Challenge Rule 4: Mise en Place/Plan Ahead:

Yes, I am still addicted. Yes, I want to write a book about this. Yes. Yes. Yes.

Challenge Rule 5: Repair and Mend, Alter when Necessary:

I snuck in several little sewing projects here and there while my boys were otherwise occupied this week.

I bought a pair of jeans last year which I have worn 75 times for a CPW of 0.40€. They are great, I love them and honestly winter without them would have been poorer for it. However, they fit a little weird in the ankles. Just a little, so I never bothered do anything about it. But…I have a new sewing machine and I wanted to see how it would work on denim. It’s nothing to write home about, but I dared alter them and wore them three days in a row.
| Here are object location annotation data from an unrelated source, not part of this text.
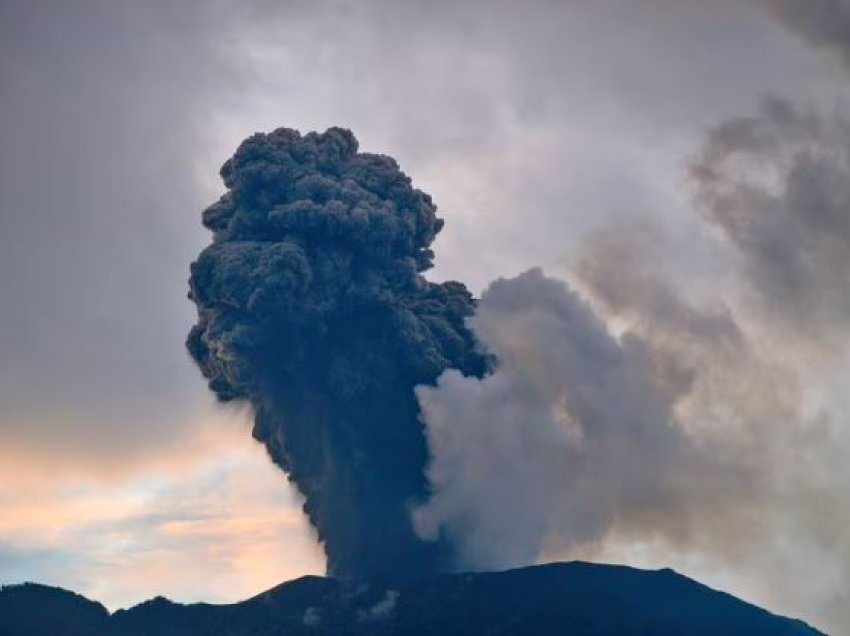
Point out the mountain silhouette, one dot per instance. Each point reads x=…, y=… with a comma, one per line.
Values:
x=575, y=599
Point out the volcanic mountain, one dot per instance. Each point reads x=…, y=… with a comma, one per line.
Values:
x=578, y=599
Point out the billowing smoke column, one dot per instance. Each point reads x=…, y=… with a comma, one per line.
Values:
x=312, y=307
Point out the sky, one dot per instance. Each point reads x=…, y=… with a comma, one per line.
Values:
x=642, y=152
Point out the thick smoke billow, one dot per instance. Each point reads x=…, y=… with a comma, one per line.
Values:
x=573, y=435
x=312, y=307
x=778, y=186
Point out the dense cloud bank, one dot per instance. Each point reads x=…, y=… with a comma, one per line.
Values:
x=312, y=307
x=572, y=433
x=777, y=184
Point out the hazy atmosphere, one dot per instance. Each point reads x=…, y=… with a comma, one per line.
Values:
x=651, y=199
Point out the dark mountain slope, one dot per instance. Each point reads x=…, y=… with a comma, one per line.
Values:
x=577, y=599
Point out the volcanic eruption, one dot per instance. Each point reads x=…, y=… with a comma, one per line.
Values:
x=312, y=308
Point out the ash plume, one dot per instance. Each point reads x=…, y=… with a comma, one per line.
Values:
x=312, y=307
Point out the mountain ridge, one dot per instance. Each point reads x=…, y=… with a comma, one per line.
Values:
x=577, y=598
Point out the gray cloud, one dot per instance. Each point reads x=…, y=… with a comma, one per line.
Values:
x=575, y=429
x=751, y=399
x=822, y=23
x=777, y=185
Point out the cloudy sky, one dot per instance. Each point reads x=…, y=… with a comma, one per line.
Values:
x=681, y=163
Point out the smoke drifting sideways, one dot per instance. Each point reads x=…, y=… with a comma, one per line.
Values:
x=822, y=23
x=777, y=184
x=312, y=308
x=574, y=434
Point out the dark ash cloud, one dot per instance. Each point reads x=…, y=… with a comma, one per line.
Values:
x=313, y=308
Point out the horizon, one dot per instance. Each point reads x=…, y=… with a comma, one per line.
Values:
x=675, y=170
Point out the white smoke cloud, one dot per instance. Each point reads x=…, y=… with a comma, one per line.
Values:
x=574, y=433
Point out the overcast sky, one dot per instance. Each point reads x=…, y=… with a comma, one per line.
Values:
x=544, y=130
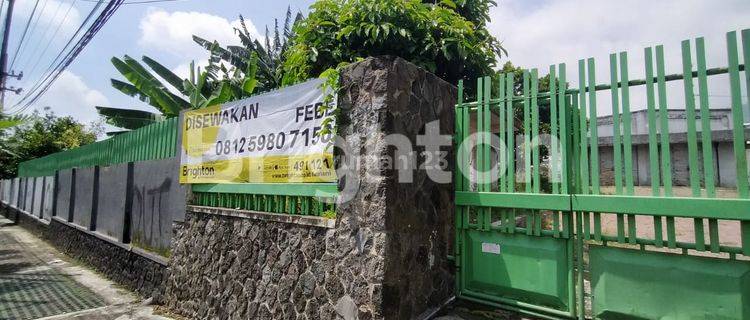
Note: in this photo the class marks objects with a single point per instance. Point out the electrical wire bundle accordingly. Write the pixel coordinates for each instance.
(68, 54)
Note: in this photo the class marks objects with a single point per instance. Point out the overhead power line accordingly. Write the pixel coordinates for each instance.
(23, 35)
(42, 86)
(25, 45)
(51, 39)
(136, 2)
(30, 57)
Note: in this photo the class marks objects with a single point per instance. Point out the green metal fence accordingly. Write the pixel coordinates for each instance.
(548, 237)
(291, 198)
(155, 141)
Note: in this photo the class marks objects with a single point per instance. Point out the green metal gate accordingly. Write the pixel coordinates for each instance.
(554, 221)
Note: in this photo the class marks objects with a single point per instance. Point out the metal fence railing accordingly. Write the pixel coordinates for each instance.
(155, 141)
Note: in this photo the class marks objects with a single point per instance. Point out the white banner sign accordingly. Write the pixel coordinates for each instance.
(272, 137)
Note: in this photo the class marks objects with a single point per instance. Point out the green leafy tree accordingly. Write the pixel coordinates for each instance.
(213, 85)
(447, 38)
(40, 135)
(270, 54)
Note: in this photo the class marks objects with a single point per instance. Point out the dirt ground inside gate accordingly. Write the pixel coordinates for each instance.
(729, 231)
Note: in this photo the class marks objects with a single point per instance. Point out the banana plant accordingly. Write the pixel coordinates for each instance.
(269, 56)
(214, 85)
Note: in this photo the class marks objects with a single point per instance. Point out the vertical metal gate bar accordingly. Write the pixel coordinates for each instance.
(487, 181)
(554, 138)
(616, 146)
(745, 225)
(652, 143)
(510, 139)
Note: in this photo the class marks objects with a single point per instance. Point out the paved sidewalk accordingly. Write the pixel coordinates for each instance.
(37, 281)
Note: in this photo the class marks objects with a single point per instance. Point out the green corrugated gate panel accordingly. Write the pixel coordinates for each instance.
(518, 267)
(632, 284)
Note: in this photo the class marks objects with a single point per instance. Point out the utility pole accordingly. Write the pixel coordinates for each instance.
(4, 53)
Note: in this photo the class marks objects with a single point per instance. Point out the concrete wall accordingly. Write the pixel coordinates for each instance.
(158, 200)
(84, 193)
(63, 197)
(28, 196)
(49, 197)
(36, 209)
(110, 211)
(6, 189)
(722, 154)
(14, 192)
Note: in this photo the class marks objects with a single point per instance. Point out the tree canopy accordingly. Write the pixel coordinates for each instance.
(447, 38)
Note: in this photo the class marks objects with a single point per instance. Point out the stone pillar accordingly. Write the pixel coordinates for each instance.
(385, 255)
(392, 239)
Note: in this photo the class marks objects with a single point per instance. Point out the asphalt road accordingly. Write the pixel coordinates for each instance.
(38, 282)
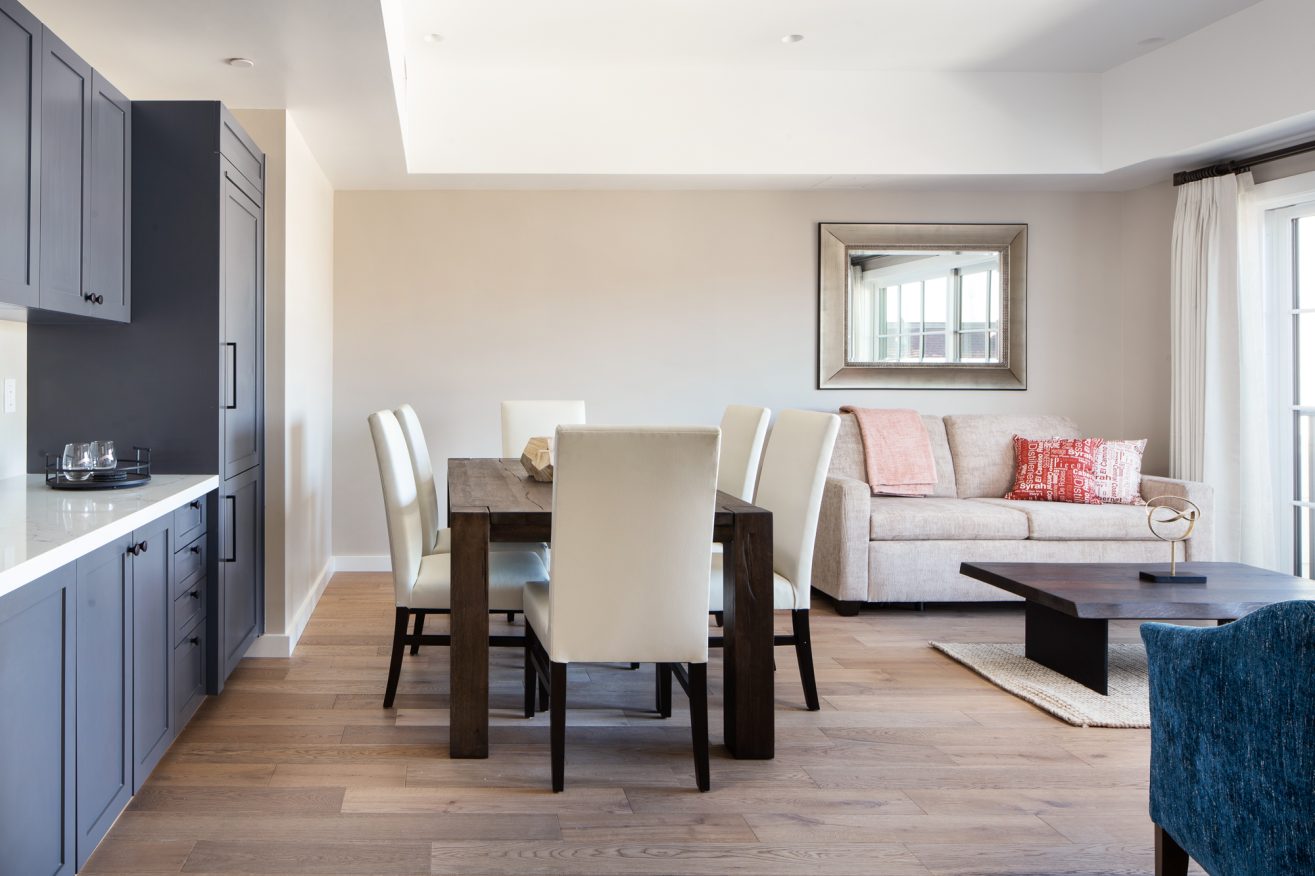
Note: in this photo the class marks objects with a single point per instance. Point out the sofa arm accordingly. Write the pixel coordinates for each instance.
(840, 551)
(1201, 546)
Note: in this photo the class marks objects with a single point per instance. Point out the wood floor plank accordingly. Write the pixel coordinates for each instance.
(913, 766)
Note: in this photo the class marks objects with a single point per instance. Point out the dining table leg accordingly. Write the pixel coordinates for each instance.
(748, 684)
(470, 638)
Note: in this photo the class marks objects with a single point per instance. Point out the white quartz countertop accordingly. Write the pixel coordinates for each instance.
(42, 529)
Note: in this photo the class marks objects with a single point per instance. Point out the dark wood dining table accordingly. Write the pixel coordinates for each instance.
(493, 500)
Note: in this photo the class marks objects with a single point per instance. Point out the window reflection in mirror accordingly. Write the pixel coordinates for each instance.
(923, 307)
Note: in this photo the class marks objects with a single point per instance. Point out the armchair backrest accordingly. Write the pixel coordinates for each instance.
(631, 521)
(405, 543)
(1232, 739)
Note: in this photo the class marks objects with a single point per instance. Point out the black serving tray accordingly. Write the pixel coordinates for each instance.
(128, 472)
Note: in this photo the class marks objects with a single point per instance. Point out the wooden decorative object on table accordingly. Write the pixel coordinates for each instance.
(537, 459)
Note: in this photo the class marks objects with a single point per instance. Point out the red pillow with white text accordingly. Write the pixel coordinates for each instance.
(1118, 472)
(1056, 470)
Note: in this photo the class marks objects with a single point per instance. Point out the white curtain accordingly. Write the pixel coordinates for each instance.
(1223, 403)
Also, I did an absolutely useless and slightly stressful tailoring job on my chambray shirt:

If you can spot the difference, I owe you a coffee.

Still can’t find it? I shortened the shoulder placket from 5 inches to 4.5 inches. Why? I don’t know. I wanted to try it.

I have big plans for this week in the refashioning category, provided that my scalawags can go to school. My sewing machine is a dreamboat with whom I am longing to spend some uninterrupted time in my Boudoir, if you know what I mean…

Round up

The Challenge is on target. That strange feeling of happiness crept in this week when I looked at how I have managed to keep on track in spite of the setbacks. There is great power in deciding you are going to accomplish something that, while not life-alteringly difficult (like climbing Mount Everest), still requires significant discipline, and then seeing it through. I didn’t expect happiness to be a result.

I was pretty sure contentment would result, but this strange feeling of happiness has caught me flat-footed on multiple occasions. I don’t think I’ve ever been able to say without reserve that anything has made me happy before.

In Other News:

My novel writing and querying was put on hold because I had nearly zero working hours to chip away at it. I mentioned last week that I had some paralyzing self-esteem issues: I think that this week away from the ability to query has been a necessary evil so that I could let those issues run their course in my heart.

I have been forced to start defining for myself what success actually means to me. Just that question right there opened a can of worms which kept me occupied while sitting at skateparks watching my boys do daredevil stunts. I wouldn’t have taken the time to start thinking about this if I had had the time to write or query. Like I said. Necessary evil.

Published by Lily Fields

I am passionate about contentment. This is a challenge, because I am equally passionate about progress. I get up at 4:00AM to chip away at a solution to this monolithic problem: how to make progress on my contentment. Born and raised in the USA, I married a French philosophy teacher in 1999. We have lived in France since 2007. We stayed young and carefree until life threw us two curveballs in the form of little humans one after another in 2015 and 2017 respectively. Now I am a slightly older, slightly more exhausted version of myself, but with mystery stains on my walls and a never-ending pile of laundry.